- Bangadi Location in Democratic Republic of the Congo
- Coordinates: 4°8′47″N 27°54′18″E﻿ / ﻿4.14639°N 27.90500°E
- Country: Democratic Republic of the Congo
- Province: Haut-Uele
- Territory: Dungu
- Chiefdom: Wando
- Climate: Aw

= Bangadi =

Bangadi is a town located in Haut-Uele Province, Democratic Republic of the Congo.

== History ==
During Belgian colonial rule, Bangadi was an important town.

After the Duru September 2008 attack, the town residents established a self-defense group due to their distrust of the government. On 8 October, 120 self-defense group militias attacked the town police station and gained few firearms. LRA attacked Bangadi on 19 October, killing 9 and abducting 41 children. They looted and burned houses and pillaged a health center. Nevertheless, the town residents defeated them before reaching the central market.

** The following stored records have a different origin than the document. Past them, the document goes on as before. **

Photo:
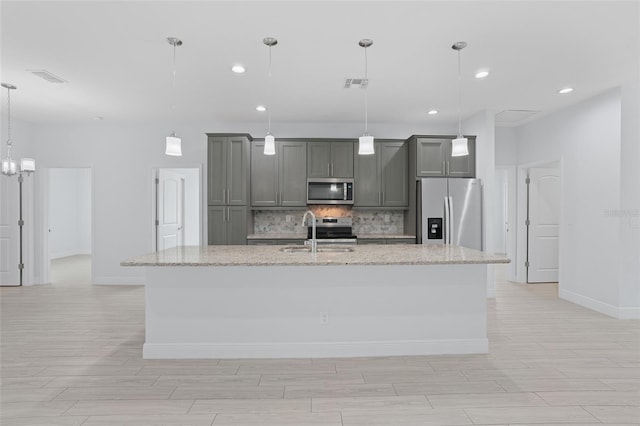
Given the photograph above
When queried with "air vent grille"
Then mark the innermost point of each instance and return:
(356, 83)
(51, 78)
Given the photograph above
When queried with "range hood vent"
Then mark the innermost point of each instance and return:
(356, 83)
(51, 78)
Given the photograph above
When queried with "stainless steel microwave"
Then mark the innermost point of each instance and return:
(329, 191)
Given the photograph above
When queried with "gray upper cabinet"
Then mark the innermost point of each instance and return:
(228, 170)
(279, 180)
(330, 159)
(433, 158)
(381, 180)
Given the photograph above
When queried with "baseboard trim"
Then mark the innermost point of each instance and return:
(596, 305)
(69, 253)
(312, 349)
(118, 280)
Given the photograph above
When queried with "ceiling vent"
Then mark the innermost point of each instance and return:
(356, 83)
(51, 78)
(513, 117)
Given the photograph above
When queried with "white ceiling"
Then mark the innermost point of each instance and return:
(118, 64)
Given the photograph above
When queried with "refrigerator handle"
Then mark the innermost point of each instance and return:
(447, 216)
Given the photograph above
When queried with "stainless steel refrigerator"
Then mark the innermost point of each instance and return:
(450, 212)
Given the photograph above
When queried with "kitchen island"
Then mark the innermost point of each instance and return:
(283, 302)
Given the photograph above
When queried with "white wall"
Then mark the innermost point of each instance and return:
(586, 139)
(629, 214)
(483, 126)
(69, 212)
(122, 157)
(22, 135)
(506, 146)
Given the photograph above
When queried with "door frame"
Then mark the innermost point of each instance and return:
(45, 184)
(153, 173)
(522, 238)
(512, 209)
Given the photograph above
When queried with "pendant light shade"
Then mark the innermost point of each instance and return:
(365, 145)
(269, 145)
(365, 142)
(269, 139)
(459, 145)
(27, 165)
(9, 166)
(174, 145)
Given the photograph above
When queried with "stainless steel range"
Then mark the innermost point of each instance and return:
(333, 230)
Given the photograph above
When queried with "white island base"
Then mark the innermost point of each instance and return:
(311, 311)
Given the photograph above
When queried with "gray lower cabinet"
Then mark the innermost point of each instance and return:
(227, 225)
(330, 159)
(433, 158)
(279, 180)
(227, 169)
(381, 179)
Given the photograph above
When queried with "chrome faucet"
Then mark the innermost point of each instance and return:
(314, 242)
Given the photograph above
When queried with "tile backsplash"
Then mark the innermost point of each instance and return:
(364, 221)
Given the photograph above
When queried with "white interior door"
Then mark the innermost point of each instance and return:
(9, 231)
(170, 209)
(544, 225)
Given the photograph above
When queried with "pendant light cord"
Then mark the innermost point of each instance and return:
(9, 143)
(366, 90)
(269, 93)
(459, 97)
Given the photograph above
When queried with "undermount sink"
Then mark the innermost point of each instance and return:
(320, 249)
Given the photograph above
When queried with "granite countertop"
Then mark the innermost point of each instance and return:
(285, 236)
(382, 236)
(303, 236)
(404, 254)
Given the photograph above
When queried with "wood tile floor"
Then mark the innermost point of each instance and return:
(72, 356)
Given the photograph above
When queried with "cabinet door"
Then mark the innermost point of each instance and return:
(216, 225)
(292, 157)
(367, 180)
(341, 159)
(318, 159)
(236, 225)
(216, 170)
(264, 177)
(394, 182)
(237, 170)
(431, 157)
(464, 166)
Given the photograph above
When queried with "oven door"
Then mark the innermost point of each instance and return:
(330, 191)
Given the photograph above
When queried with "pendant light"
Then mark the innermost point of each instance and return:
(10, 168)
(460, 145)
(269, 139)
(9, 165)
(365, 143)
(174, 143)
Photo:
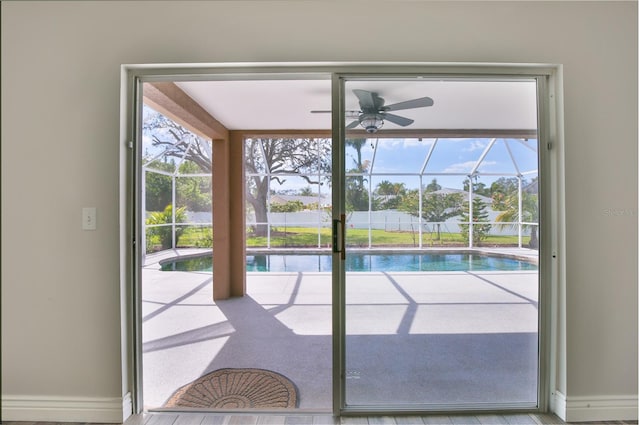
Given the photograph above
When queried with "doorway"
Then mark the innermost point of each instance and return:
(393, 217)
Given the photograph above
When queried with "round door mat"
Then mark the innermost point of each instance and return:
(237, 389)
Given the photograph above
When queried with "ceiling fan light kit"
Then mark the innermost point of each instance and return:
(373, 113)
(371, 122)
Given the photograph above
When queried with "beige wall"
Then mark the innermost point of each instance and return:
(60, 152)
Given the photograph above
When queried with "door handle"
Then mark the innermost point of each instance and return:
(338, 236)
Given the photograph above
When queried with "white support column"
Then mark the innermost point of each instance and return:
(470, 211)
(420, 211)
(173, 211)
(519, 211)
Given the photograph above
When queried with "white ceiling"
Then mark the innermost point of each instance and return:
(286, 104)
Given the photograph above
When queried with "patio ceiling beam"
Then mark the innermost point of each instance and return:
(444, 133)
(168, 99)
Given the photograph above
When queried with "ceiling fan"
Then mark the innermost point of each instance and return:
(373, 112)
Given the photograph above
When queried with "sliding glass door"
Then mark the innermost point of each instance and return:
(438, 280)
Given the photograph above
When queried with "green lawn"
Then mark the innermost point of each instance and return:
(308, 237)
(304, 237)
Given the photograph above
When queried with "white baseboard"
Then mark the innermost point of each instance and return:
(558, 405)
(66, 409)
(603, 408)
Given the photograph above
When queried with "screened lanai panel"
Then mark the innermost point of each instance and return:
(509, 156)
(176, 176)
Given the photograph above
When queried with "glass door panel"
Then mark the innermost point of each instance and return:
(441, 278)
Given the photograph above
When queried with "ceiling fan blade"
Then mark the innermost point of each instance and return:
(353, 124)
(410, 104)
(397, 119)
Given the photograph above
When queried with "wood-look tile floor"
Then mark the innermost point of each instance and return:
(319, 419)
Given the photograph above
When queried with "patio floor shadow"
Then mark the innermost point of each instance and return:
(426, 338)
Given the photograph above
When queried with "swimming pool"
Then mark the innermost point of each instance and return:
(360, 262)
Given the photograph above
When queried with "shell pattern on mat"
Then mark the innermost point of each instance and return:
(237, 389)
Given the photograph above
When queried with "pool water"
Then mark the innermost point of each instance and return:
(360, 263)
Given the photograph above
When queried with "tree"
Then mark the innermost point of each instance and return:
(433, 186)
(269, 160)
(478, 188)
(509, 215)
(161, 225)
(289, 206)
(281, 156)
(193, 192)
(174, 141)
(158, 186)
(436, 207)
(389, 195)
(479, 216)
(307, 191)
(500, 190)
(174, 149)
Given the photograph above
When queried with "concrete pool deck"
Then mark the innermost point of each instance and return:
(448, 337)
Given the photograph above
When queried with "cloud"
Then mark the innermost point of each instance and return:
(466, 167)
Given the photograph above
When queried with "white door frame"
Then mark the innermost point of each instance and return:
(552, 235)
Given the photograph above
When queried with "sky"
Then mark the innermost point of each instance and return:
(404, 159)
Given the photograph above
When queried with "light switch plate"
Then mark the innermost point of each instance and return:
(89, 218)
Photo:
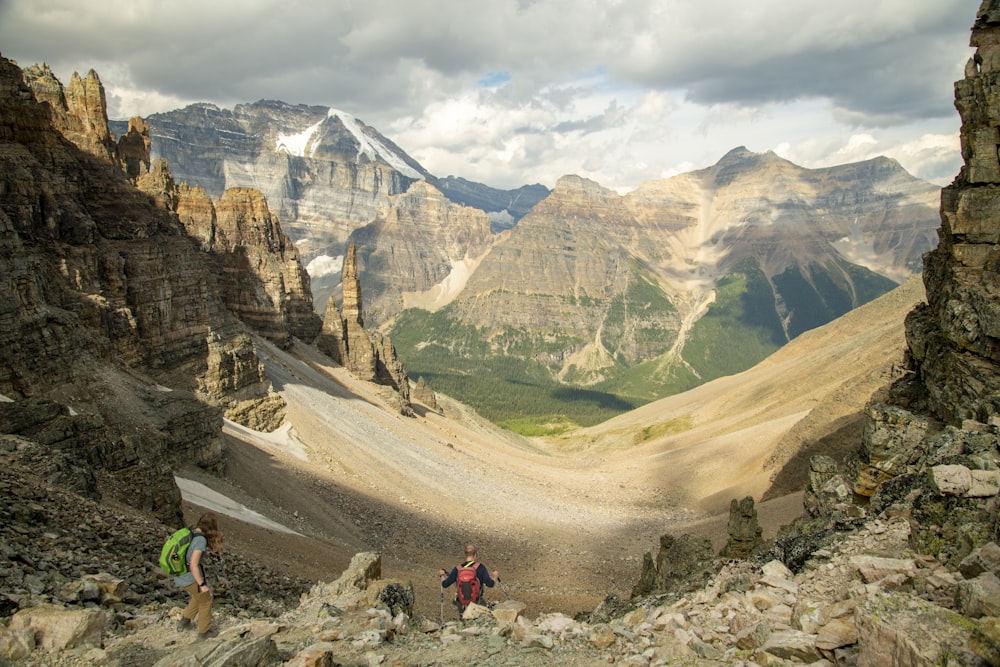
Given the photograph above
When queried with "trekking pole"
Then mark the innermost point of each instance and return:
(224, 576)
(503, 587)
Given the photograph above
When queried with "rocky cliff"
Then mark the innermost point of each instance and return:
(322, 171)
(121, 351)
(368, 355)
(679, 282)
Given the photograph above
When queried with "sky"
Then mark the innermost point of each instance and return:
(514, 92)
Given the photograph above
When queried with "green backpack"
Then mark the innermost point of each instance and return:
(173, 556)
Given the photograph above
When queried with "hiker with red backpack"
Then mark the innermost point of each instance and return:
(469, 577)
(205, 536)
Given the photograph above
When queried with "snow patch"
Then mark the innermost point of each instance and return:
(299, 144)
(374, 148)
(304, 144)
(199, 494)
(281, 439)
(444, 292)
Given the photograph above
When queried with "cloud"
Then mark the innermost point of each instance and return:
(515, 91)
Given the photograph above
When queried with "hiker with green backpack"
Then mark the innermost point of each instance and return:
(182, 557)
(469, 577)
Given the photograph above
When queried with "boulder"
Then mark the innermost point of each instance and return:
(893, 631)
(238, 651)
(57, 628)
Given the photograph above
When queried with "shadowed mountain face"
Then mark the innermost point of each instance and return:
(681, 281)
(611, 299)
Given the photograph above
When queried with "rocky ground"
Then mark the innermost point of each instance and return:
(566, 523)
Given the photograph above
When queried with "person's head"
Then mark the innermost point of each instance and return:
(208, 525)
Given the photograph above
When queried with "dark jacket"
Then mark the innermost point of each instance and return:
(481, 573)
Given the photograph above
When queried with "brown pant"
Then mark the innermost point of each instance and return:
(200, 605)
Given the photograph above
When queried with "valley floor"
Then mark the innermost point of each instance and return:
(565, 520)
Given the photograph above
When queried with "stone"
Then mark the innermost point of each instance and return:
(685, 558)
(893, 632)
(985, 558)
(251, 652)
(316, 655)
(985, 484)
(792, 645)
(874, 568)
(952, 480)
(837, 633)
(602, 636)
(369, 356)
(508, 611)
(745, 533)
(16, 643)
(979, 596)
(364, 568)
(474, 611)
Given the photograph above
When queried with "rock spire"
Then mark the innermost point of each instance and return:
(368, 355)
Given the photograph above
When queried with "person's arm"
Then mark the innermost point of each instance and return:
(197, 572)
(484, 575)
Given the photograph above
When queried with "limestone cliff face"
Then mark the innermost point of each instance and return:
(322, 172)
(109, 312)
(945, 409)
(612, 280)
(368, 355)
(265, 284)
(78, 111)
(955, 339)
(420, 252)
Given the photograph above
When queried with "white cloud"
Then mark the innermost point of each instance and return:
(509, 92)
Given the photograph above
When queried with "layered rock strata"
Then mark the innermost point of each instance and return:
(119, 352)
(368, 355)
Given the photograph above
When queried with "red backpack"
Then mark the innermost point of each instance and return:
(469, 587)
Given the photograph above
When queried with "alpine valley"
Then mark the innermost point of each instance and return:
(537, 306)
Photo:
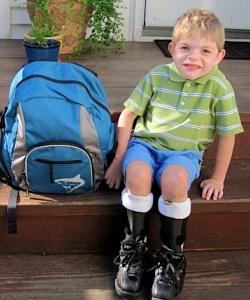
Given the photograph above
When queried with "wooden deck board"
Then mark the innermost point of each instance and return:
(210, 275)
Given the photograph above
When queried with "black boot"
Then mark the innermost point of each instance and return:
(171, 267)
(131, 260)
(169, 275)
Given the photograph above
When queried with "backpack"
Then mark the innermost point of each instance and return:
(56, 131)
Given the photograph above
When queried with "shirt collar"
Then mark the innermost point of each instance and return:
(175, 75)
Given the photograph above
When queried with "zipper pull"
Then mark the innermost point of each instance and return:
(26, 186)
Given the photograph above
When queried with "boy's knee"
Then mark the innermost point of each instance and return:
(138, 178)
(137, 203)
(174, 183)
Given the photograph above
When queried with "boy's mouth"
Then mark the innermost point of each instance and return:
(191, 67)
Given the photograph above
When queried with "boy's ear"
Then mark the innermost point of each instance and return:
(171, 48)
(221, 55)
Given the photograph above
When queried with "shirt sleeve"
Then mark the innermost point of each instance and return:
(226, 112)
(140, 97)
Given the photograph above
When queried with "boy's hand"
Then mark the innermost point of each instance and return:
(113, 175)
(212, 189)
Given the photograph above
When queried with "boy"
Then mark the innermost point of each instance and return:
(178, 109)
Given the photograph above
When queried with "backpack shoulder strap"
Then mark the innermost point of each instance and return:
(11, 211)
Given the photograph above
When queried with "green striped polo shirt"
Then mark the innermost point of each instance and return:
(179, 114)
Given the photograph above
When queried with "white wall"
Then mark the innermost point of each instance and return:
(5, 19)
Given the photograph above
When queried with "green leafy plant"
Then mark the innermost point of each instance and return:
(105, 24)
(42, 24)
(103, 19)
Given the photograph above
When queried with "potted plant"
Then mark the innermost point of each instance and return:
(101, 17)
(43, 41)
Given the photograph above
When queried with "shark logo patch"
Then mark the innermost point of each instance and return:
(71, 184)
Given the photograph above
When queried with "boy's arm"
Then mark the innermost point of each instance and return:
(113, 175)
(212, 188)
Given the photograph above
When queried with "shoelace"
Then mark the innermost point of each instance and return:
(130, 256)
(165, 269)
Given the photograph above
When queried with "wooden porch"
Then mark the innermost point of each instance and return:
(73, 230)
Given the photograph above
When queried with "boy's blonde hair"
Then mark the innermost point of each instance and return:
(199, 21)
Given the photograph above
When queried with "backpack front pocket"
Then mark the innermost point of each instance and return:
(59, 169)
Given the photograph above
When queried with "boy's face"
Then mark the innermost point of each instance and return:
(195, 56)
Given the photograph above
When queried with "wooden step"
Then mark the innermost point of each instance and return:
(242, 142)
(210, 275)
(94, 222)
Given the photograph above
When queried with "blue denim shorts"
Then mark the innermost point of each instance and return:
(159, 160)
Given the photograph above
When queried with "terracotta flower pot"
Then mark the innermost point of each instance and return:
(58, 38)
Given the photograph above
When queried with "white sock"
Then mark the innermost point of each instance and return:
(175, 210)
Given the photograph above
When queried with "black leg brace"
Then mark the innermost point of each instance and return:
(173, 232)
(137, 223)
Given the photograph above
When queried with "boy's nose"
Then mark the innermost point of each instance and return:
(193, 55)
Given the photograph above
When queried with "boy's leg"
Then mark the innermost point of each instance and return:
(138, 200)
(174, 207)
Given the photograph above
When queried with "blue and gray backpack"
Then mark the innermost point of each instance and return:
(56, 131)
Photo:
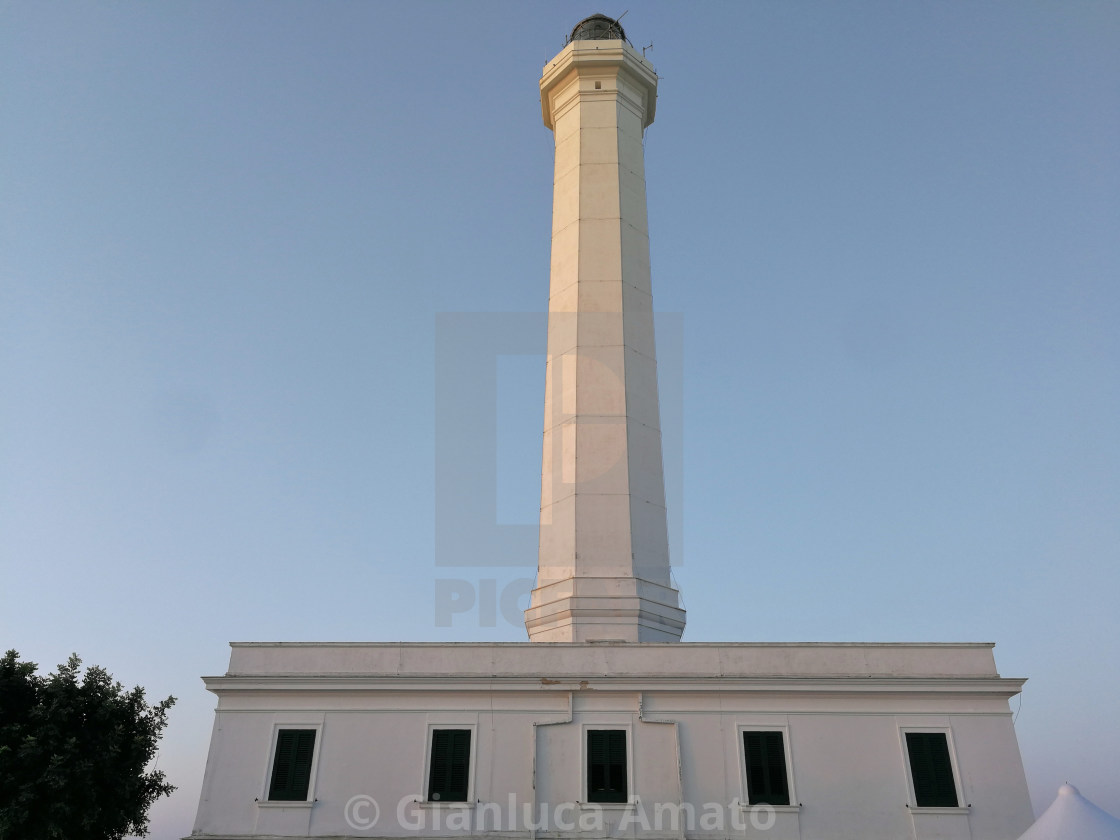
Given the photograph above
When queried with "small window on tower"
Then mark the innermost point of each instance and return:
(931, 770)
(449, 772)
(291, 765)
(606, 765)
(767, 780)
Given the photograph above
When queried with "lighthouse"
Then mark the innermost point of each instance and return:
(606, 725)
(604, 566)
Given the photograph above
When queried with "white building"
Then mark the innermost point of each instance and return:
(604, 724)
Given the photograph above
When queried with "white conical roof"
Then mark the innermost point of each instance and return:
(1072, 817)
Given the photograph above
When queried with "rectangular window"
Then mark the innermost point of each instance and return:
(606, 765)
(766, 774)
(932, 770)
(449, 772)
(291, 767)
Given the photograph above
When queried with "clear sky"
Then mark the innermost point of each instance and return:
(885, 236)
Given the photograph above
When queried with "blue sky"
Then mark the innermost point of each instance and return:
(884, 236)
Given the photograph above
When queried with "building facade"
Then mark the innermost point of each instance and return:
(605, 724)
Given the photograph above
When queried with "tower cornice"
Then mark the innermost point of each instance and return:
(604, 58)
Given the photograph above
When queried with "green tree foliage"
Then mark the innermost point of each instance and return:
(73, 754)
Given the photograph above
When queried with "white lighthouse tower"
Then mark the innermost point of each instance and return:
(604, 547)
(606, 725)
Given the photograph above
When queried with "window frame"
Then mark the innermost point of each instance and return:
(740, 731)
(269, 767)
(585, 759)
(429, 740)
(945, 730)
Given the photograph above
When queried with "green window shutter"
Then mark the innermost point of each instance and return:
(606, 765)
(932, 770)
(291, 767)
(449, 774)
(767, 781)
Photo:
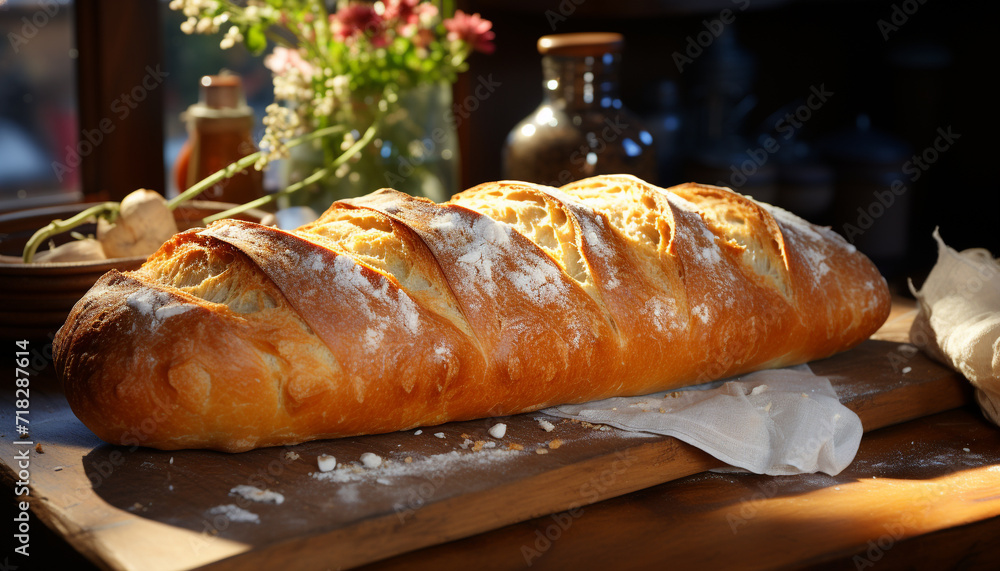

Due to the attack, the residents fled to the bush. During the Christmas massacres, LRA killed 48 people in Bangadi areas.

LRA stormed Bangadi on 22 January 2009 and the town self-defense group repelled the attack and chased them to the outskirts of the town. Two days later, FARDC sent 175 soldiers from the 911th Battalion to the town. The Bangadi self-defense group was abolished in June 2009 due to the order of Major Nelson Mugaba. In December 2009, the 911th Battalion departed from Bangadi and was replaced by the 912th Battalion.

== Education ==
The town has a primary school.

== Healthcare ==
There is a health center in the town.